The book in question, Amsterdam: A History of the World’s Most Liberal City, is being hailed by multiple reviewers as the most interesting literary take on Amsterdam to have come out of the country in years.

 

Having been an adopted citizen of Holland’s capital for many years, Shorto is well equipped to give an authentic and honest view of the city whilst providing a detailed and intriguing history of the widely-written metropolis. Its focus on the liberalism of Amsterdam and the contemporary views of the city go beyond just the popularised and shocking reputation Amsterdam seems to have acquired and celebrates what else has transpired in an accepting community that is far more demure than is often reported.

 

The book works as a guide to the city with all the usual mentions of tulips and canals which would be of as much interest to those taking European river cruises in Amsterdam as it would to those who are interested in its rich history from afar.
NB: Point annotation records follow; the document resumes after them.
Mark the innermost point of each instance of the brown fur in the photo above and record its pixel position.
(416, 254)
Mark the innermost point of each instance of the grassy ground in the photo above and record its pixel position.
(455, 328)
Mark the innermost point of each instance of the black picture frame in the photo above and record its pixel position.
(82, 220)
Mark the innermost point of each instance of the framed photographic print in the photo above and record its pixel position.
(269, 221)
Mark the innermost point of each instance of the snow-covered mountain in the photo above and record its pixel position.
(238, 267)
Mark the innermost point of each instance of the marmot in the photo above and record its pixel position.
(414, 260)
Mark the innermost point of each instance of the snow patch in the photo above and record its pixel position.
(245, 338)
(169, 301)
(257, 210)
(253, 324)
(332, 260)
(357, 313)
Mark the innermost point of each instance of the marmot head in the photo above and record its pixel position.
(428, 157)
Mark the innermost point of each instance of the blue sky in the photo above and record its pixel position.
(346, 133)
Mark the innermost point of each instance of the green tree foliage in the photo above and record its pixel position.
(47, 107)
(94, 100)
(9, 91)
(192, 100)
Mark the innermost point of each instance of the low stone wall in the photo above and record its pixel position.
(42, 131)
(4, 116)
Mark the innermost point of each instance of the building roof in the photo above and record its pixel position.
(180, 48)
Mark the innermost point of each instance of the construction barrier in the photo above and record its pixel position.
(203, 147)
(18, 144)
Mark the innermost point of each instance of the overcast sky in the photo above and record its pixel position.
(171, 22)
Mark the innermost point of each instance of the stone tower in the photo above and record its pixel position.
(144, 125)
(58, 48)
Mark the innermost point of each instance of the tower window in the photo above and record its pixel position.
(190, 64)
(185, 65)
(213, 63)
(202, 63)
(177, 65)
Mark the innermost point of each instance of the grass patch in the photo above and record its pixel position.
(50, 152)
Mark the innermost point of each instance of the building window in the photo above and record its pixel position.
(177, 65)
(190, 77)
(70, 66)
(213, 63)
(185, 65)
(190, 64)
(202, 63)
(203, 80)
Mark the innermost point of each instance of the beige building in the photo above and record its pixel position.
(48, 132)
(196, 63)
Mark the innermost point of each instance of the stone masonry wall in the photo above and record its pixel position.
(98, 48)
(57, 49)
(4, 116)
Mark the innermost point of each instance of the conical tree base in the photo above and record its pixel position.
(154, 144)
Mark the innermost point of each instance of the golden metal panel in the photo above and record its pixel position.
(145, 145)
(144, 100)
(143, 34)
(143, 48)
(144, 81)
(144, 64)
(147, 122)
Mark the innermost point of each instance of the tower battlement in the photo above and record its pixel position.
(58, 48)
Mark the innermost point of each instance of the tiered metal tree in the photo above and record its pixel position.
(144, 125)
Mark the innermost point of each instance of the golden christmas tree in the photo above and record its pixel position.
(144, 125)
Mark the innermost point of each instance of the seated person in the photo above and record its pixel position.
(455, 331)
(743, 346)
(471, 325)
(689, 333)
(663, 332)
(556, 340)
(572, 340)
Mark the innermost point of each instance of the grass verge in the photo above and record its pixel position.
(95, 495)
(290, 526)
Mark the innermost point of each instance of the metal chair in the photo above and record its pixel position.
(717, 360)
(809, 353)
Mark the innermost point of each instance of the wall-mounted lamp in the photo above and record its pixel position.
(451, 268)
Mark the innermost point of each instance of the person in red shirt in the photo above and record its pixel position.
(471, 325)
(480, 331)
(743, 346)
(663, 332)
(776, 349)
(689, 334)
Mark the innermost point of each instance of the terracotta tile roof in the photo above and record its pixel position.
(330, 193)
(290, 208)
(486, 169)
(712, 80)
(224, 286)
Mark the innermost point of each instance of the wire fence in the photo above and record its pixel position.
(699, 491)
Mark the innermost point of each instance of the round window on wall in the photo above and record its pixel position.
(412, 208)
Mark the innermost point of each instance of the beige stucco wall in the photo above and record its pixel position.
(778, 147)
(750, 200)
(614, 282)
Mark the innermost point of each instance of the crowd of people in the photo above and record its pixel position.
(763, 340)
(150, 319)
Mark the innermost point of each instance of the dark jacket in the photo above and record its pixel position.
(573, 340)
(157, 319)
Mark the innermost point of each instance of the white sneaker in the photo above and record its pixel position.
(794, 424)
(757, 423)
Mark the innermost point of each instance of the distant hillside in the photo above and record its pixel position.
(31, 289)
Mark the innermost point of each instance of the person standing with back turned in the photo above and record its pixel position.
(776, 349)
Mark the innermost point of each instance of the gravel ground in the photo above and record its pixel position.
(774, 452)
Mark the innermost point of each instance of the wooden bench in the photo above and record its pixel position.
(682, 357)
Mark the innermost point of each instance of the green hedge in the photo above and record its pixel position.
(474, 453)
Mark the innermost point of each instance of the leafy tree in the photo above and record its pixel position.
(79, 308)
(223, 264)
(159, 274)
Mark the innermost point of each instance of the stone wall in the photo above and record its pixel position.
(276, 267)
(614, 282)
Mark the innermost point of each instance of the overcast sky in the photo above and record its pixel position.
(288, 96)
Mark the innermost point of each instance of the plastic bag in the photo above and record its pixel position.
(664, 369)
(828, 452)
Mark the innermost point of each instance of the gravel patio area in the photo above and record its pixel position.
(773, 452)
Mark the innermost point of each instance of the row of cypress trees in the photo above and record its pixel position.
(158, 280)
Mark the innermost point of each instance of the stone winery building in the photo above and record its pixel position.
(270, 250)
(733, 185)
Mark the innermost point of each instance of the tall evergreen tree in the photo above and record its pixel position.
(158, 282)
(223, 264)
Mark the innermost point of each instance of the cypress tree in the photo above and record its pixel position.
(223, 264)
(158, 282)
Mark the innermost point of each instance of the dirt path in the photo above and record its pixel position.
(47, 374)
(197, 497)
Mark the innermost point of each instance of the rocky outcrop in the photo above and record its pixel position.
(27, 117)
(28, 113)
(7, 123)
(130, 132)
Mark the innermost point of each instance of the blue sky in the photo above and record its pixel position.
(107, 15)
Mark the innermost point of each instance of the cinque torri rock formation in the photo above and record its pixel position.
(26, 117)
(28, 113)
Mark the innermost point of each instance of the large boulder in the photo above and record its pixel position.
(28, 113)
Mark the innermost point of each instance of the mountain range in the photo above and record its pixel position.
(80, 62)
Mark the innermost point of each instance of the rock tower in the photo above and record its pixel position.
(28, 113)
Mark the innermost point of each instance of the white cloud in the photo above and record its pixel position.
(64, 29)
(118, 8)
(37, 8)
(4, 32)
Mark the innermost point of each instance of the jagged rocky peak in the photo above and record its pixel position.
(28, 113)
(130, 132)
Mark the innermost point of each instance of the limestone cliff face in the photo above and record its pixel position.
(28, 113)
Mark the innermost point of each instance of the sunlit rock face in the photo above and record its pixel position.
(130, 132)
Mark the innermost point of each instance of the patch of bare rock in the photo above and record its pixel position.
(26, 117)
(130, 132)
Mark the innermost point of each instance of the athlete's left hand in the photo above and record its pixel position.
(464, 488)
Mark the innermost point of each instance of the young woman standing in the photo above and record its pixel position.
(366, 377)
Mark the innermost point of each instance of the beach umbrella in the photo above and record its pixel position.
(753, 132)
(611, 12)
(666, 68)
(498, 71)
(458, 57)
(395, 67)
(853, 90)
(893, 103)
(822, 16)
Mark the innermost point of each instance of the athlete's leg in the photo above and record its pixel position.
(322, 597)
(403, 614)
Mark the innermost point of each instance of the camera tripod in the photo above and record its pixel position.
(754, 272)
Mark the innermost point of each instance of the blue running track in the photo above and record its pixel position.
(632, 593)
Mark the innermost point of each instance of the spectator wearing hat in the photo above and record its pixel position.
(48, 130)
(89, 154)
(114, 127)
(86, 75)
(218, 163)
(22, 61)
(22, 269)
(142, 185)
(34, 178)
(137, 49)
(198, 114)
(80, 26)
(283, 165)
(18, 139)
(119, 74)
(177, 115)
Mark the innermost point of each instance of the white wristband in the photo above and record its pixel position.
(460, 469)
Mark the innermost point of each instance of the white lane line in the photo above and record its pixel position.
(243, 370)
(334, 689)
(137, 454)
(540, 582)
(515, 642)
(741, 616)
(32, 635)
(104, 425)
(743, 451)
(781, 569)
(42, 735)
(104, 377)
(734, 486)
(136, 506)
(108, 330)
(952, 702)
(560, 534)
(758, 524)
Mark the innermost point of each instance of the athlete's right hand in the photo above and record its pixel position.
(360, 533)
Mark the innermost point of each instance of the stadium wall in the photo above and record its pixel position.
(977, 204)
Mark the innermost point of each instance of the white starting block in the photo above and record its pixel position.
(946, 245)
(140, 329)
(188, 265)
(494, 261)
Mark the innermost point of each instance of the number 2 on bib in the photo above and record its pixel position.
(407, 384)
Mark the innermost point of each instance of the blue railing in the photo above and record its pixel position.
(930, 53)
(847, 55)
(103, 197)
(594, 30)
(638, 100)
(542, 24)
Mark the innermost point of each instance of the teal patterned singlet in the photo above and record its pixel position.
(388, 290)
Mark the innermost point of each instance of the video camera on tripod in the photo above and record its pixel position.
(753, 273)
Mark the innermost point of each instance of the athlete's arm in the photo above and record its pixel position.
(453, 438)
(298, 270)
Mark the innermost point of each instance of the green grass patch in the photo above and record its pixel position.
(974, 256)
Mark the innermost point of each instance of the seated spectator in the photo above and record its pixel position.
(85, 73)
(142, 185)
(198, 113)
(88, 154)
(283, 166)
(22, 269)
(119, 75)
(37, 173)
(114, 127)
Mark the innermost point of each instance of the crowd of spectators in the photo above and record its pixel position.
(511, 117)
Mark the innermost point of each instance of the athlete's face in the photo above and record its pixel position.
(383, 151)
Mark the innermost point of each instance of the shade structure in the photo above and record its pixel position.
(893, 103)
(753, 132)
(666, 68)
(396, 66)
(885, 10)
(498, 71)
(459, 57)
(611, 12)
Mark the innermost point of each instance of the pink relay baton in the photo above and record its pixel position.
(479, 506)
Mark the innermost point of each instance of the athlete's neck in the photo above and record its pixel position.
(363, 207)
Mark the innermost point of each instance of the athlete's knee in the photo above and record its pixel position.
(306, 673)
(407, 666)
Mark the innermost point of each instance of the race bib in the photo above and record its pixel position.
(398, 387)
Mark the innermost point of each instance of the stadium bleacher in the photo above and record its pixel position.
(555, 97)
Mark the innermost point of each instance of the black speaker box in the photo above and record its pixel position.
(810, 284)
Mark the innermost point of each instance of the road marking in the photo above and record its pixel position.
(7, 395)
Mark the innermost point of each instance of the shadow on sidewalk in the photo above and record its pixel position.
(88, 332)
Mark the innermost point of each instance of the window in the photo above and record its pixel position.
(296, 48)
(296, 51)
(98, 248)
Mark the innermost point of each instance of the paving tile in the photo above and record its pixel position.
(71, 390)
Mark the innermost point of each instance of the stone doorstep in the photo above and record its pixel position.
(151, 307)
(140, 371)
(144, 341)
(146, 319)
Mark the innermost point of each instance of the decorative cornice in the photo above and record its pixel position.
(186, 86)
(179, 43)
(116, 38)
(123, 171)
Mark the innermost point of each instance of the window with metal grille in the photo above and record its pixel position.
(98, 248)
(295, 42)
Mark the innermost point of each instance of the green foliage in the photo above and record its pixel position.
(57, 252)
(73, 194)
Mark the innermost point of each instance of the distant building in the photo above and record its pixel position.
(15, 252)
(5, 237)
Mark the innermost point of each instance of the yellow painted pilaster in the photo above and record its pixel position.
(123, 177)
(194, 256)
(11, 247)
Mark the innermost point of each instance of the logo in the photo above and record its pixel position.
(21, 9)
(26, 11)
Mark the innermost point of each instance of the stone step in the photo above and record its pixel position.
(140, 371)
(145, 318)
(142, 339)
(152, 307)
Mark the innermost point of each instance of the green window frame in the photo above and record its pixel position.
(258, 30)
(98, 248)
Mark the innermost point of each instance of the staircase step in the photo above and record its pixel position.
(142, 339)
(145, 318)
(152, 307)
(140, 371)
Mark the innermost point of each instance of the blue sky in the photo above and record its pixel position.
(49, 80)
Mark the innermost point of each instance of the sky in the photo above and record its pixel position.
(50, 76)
As Amsterdam is currently celebrating the 400 year anniversary of its canal ring, now seems an opportune time to release such a work that delves into the varied and illustrious history of Amsterdam’s culture.

 

Shorto uses his theme of liberalism to examine both contemporary and historical views of the city through its past, allowing readers to learn about everything from how Rembrandt used to cycle along the city’s river banks to how the Netherlands’ rivers came to be the source of the city’s liberal reputation. According to Shorto, it is Amsterdam’s waterways to which the capital ultimately owes its trade, art and unique character.

 

Making for an inspired read, Shorto’s book is set to make people think twice about Amsterdam; going back as far as the Golden Age, the work looks at how the city's many historical events have gone on to impact on the rest of the world.